In what seems like an attempt to out shock the premise of the recently popular film The Human Centipede, Dr. Ledgard performs a sex change operation on the rapist, transplants his daughter’s face on to his body and then later has intercourse with this man. Accounts of the film indicate exactly that story line is acted out in vivid and disturbing detail throughout the film. As you can imagine some of those who were there in Cannes were unable to handle the violence and left far before the conclusion.
Here is an official trailer for the film that only hints at the brutal visuals:
The sweepstakes winners from America were on hand after having been selected by Stella Artois and flown to France to enjoy a once in a lifetime premiere event. This group left after a particularly violent rape scene during the middle of the film. When the doc has relations with the man who now has his daughter’s countenance even some of the hearty French audience members left! You have to work at offending French film viewers in Cannes folks.

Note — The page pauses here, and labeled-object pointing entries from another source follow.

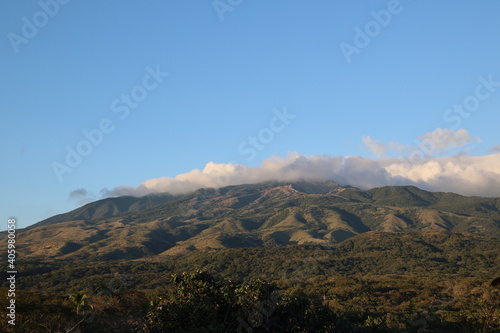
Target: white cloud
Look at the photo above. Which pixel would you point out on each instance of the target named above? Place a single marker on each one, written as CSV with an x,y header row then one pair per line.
x,y
430,143
461,174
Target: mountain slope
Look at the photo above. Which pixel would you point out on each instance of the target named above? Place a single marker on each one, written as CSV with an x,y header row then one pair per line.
x,y
255,215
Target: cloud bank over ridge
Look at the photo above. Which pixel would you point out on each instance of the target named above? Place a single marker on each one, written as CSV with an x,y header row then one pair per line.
x,y
466,175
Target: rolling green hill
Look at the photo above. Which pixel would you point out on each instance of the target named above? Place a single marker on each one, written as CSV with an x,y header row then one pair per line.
x,y
256,215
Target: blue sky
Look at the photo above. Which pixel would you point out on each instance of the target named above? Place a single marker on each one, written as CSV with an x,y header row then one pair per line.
x,y
231,70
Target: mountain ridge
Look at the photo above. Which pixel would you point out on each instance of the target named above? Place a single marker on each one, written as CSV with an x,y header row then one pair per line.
x,y
251,215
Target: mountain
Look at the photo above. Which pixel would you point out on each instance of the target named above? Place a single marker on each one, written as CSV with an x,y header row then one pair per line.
x,y
254,215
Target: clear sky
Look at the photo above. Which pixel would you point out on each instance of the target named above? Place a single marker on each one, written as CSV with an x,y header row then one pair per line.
x,y
165,87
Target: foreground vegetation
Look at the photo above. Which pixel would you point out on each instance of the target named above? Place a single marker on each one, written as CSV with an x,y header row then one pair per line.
x,y
375,282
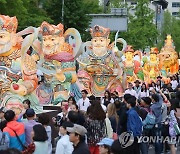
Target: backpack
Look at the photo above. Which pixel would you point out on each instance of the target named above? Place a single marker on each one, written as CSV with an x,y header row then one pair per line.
x,y
3,143
149,121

Despite many having left the theater a great number of those who remained throughout gave the film a standing ovation. This love for the film was shared by critics and the powers that be at Cannes as it was selected as a finalist for the festival’s top award, the Palme d’or which would eventually be given to Terrence Malick’s Tree of Life.
Here is a great clip of Banderas candidly discussing the film in an interview from Cannes:
“Not doing a hamburger but a very complicated dish that tastes different than anything you have tried before” – Banderas on The Skin I Live In.
Starring alongside Banderas is an up and coming Spanish actress, Elena Anaya, whom from all accounts will be an American household name in the near future. I am certainly intrigued by the film while at the same time not sure if I plan to try and survive a viewing of it. How about you?